The researchers tested their method on a publicly available dataset and found that their approach produced more diverse and realistic images compared to conventional methods, all while maintaining a strong connection between the input annotations and the generated images. Importantly, when compared to models trained using other methods, their models, trained on synthetic data, outperformed them significantly. Moreover, their framework achieved results on par with models trained using labor-intensive, highly detailed annotations.
This research highlights the potential of using simplified annotations and synthetic data to streamline the process of segmenting microscopic images, potentially reducing the need for extensive manual annotation efforts.
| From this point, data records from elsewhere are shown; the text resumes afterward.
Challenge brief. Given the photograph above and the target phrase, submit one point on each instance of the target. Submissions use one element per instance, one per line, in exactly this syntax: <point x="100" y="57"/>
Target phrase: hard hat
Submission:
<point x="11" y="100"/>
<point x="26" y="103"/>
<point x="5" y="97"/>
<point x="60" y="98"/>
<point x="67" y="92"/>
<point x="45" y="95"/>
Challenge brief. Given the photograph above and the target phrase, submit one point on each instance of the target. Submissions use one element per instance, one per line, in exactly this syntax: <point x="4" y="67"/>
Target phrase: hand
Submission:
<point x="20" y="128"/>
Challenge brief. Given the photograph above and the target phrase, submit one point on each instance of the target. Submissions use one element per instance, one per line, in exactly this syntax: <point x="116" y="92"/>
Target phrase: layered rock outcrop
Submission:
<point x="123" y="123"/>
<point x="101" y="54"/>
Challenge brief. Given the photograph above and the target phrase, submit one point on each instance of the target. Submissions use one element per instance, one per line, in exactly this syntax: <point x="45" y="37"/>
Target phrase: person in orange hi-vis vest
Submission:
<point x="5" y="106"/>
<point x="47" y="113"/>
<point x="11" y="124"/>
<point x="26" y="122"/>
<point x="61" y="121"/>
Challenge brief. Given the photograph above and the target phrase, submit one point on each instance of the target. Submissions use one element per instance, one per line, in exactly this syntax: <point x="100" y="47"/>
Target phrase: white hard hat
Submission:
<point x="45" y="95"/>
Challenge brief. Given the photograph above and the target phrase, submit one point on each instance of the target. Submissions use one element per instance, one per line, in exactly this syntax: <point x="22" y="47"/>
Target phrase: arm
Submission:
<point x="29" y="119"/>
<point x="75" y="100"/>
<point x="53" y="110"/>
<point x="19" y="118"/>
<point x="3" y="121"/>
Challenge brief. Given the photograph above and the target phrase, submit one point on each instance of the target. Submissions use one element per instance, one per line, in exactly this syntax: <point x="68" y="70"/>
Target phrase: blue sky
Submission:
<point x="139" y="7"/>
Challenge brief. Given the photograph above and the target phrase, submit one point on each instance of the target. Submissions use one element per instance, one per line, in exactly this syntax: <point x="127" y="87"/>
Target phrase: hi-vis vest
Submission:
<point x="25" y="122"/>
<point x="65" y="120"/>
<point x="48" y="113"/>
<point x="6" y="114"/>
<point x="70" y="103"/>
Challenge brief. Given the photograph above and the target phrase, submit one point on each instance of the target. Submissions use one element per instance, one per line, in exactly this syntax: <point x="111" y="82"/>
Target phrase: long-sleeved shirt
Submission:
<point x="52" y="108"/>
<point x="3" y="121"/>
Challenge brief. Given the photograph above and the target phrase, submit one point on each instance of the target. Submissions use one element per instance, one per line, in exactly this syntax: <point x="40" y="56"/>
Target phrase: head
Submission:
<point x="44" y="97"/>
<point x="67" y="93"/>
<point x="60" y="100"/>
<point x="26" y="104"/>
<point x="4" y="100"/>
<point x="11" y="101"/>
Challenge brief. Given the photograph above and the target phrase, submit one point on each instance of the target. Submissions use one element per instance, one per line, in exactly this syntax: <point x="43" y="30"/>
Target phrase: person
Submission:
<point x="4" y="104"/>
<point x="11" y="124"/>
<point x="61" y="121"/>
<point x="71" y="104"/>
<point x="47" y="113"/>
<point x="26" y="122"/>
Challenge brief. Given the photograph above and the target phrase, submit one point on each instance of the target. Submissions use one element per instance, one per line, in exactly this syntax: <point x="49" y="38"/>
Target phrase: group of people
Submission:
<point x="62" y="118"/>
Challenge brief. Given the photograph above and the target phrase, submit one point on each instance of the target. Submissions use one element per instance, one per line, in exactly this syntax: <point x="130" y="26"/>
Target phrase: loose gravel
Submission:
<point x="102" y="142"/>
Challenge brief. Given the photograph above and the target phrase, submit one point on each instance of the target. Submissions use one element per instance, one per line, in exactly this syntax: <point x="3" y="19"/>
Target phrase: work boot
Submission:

The research, in collaboration with the Ophthalmology department at University Hospital Bonn, is a first step in a collaboration to finally process three dimensional retinal cell images of the human eye from subjects diagnosed for age-related macular degeneration (AMD), a leading cause of vision loss in older adults.
The code for this method is publicly available for further exploration and implementation.
“Microscopy Image Segmentation via Point and Shape Regularized Data Synthesis.” S Li, M Ren, T Ach, G Gerig. arXiv preprint, arXiv:2308.09835, 2023.